La plupart des réseaux sociaux interdisent déjà le type de contenu illégal visé par la loi. Facebook a par exemple un guide de règles en place, ses « standards de communauté », qui ont conduit à la suppression de contenus problématiques sur la COVID-19 et même à l’exclusion de Donald Trump de la plateforme. Le réseau social a déjà déclaré qu’il voyait d’un bon œil une réglementation sur le discours haineux en ligne pour légitimer les balises qu’il impose déjà à ses usagers.


Les outils de communications privés, comme WhatsApp ou Messenger, seraient toutefois exemptés de l’encadrement fédéral.
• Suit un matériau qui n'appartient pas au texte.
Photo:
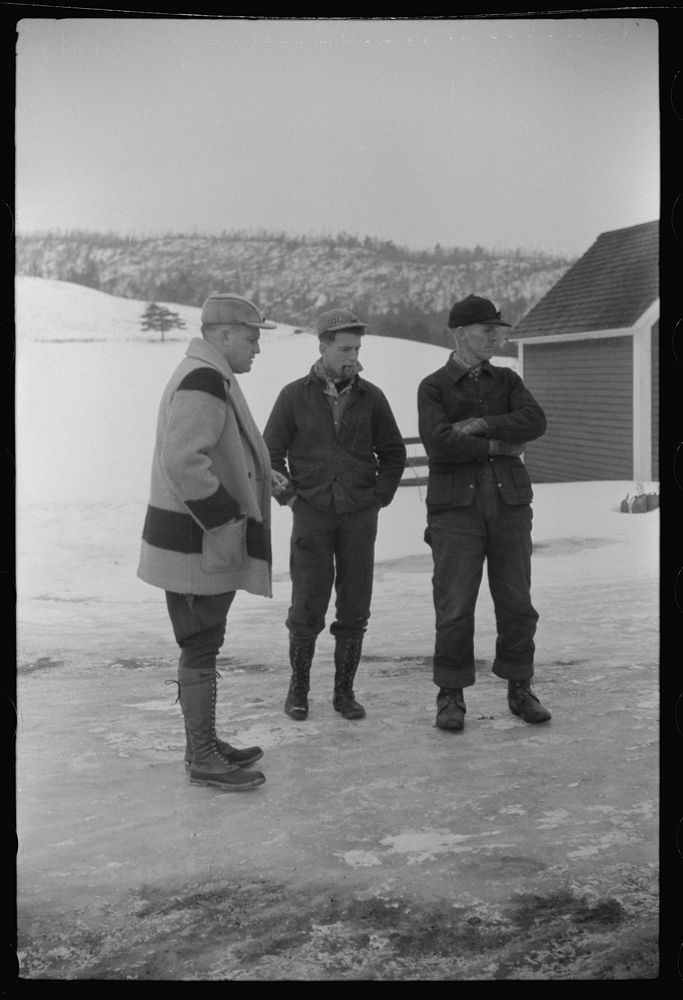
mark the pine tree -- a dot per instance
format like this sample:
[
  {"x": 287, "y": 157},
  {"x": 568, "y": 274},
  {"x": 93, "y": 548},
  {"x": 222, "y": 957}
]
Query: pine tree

N’en font pas non plus partie les plateformes de services comme Uber, Airbnb ou TripAdvisor. Les fournisseurs de services Internet n’auront pas de responsabilité quant à la modération des contenus, mais ils devront couper l’accès aux sites ou aux applications hors la loi si le tribunal l’exige — dans le cas d’offenses liées à l’exploitation sexuelle ou au terrorisme, par exemple.
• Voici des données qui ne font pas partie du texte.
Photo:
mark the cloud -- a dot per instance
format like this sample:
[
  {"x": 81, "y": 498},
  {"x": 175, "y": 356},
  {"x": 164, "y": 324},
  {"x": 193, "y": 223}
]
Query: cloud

Le fédéral envisage aussi d’exiger des plateformes une forme de collaboration avec la Gendarmerie royale du Canada (GRC) ou le Service canadien du renseignement de sécurité (SCRS) pour le signalement de contenus qui posent un risque de préjudice grave ou une menace à la sécurité nationale. Des consultations publiques auront lieu avant d’en déterminer les modalités exactes.


Annonce estivale


Steven Guilbeault promet que ces changements seront inclus dans une nouvelle loi qui doit être déposée cet automne et qui sera complémentaire au projet de loi C-36 dévoilé à la toute dernière journée de séance du Parlement, le 23 juin dernier. Ce texte offre notamment une définition du contenu haineux comme un discours qui « exprime de la détestation à l’égard d’un individu ou d’un groupe d’individus ou qui manifeste de la diffamation à leur égard ».


Pourquoi avoir attendu les vacances pour annoncer l’encadrement des réseaux sociaux, suite promise au controversé projet de loi C-10 sur la radiodiffusion, qui a été qualifié par l’opposition officielle d’attaque à la liberté d’expression ?
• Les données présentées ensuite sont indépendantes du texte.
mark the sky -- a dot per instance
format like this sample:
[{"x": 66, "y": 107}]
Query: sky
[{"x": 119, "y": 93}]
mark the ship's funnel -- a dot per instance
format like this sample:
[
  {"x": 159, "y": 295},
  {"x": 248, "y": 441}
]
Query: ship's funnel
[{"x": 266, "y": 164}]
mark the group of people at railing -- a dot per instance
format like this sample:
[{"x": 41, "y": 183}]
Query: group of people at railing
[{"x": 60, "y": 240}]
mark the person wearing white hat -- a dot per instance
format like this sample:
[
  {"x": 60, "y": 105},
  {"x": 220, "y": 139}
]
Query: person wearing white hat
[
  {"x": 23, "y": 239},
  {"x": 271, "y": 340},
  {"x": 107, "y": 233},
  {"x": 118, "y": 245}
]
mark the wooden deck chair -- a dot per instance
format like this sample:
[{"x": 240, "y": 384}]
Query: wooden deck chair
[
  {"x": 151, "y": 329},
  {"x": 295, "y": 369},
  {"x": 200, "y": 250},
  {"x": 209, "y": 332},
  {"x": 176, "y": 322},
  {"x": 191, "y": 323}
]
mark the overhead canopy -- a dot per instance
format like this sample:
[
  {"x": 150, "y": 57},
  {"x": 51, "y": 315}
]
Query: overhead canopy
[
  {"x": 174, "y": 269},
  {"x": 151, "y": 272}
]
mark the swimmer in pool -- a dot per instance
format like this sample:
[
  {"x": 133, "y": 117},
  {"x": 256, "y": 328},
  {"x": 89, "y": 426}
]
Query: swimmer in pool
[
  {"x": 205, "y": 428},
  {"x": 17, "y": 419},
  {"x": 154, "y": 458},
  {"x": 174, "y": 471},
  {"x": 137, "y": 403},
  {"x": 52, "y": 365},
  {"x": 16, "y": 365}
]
« Nous travaillons là-dessus depuis un bon bout de temps. Nous avons fait des consultations avec des groupes ciblés, des ONG, des chercheurs, ici et ailleurs, on a eu beaucoup de conversations avec différents pays — on pense à l’Allemagne, à l’Australie — à la fois au niveau politique et au niveau des fonctionnaires. Ce sont des enjeux quand même délicats. En matière de législation et de réglementation, c’est nouveau. Il y a peu de pays qui ont fait ça. On pensait que tenir des consultations avec la population sur cet enjeu-là, ce serait une bonne chose », a répondu le ministre.


Déjà, le Parti conservateur du Canada se prépare à s’opposer à ce second projet de réglementation d’Internet du gouvernement Trudeau. Dans un courriel, le porte-parole du parti en matière de justice, Rob Moore, a précisé au Devoir qu’il souhaite plutôt voir le fédéral attribuer davantage de ressources aux forces de l’ordre pour lutter contre le discours haineux en vertu du Code criminel déjà existant. « Nous nous préoccupons sérieusement du plan des libéraux de créer un organisme de réglementation des propos en ligne dont les pouvoirs sont excessivement vastes et mal définis », dit-il.


Les citoyens sont invités à donner leur avis sur cet encadrement des réseaux sociaux sur le site Web de la consultation publique, accessible depuis jeudi, et ce, jusqu’au 25 septembre.